The National Oceanic and Atmospheric Administration (NOAA) has announced that the final two buoys are up and running in an unprecedented 39-buoy tsunami warning system designed to protect U.S. coastal communities from a similar fate as the deadly Indian Ocean tsunami.
According to a report in Discovery News, the buoy array is a dramatic improvement over the six-buoy system that existed before the 2004 disaster, which killed upwards of 350,000 people.
AdvertisementThe Deep-Ocean Assessment and Reporting of Tsunami (DART) buoy system, plus seismometers and other instruments, collect and transmit tsunami vital signs in hazardous earthquake zones all around the Pacific Ocean, as well as in the North Atlantic, Caribbean and Gulf of Mexico.
The system is designed to incorporate what is known and accommodates what remains unknown about the planet's most powerful earthquakes and waves.
The Indian Ocean tsunami didn't just provide the impetus to check-cutters inside the Beltway. It also offered valuable scientific lessons used in developing the DART system.
A rupture in a subduction zone, a place where one plate of the Earth's crust is being shoved underneath another, created the Indian Ocean tsunami's driving force, the Great Sumatra-Andaman Earthquake.
"The rupture, 800 miles (1,300 km) long, moved a block of earth as long as California about 30 feet," explained geophysicist Seth Stein of Northwestern University.

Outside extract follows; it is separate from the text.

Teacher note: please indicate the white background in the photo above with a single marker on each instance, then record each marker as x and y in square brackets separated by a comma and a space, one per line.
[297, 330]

The tsunami created by the rare "mega-thrust" earthquake was of similarly impressive breadth.
"In order not to miss broad wave fronts of future tsunamis, the DART buoys in the Pacific Ocean were placed 400 to 600 miles (700 to 1,000 km) apart," said Eddie Bernard, director of NOAA's Pacific Marine Environmental Laboratory in Seattle.
The 200,000 dollars DART buoys are only half of the picture.
The other half of the system sits on the ocean floor, sometimes thousands of feet down. This sea floor unit measures changes in water pressure, which can be converted into water depth, and transmits the data via an acoustical modem to the buoy on the ocean surface.
Each buoy uses satellites to relay up to 15 minutes of data to two NOAA tsunami warning centers in Hawaii and Alaska, which operate 24 hours a day, seven days a week.
At the warning centers, the data is fed into 26 new tsunami generation models. If buoys near the epicenter detect a large tsunami, and the models forecast it coming ashore, forecasters can broadcast specifics about where, when and how large the tsunami will be when it hits.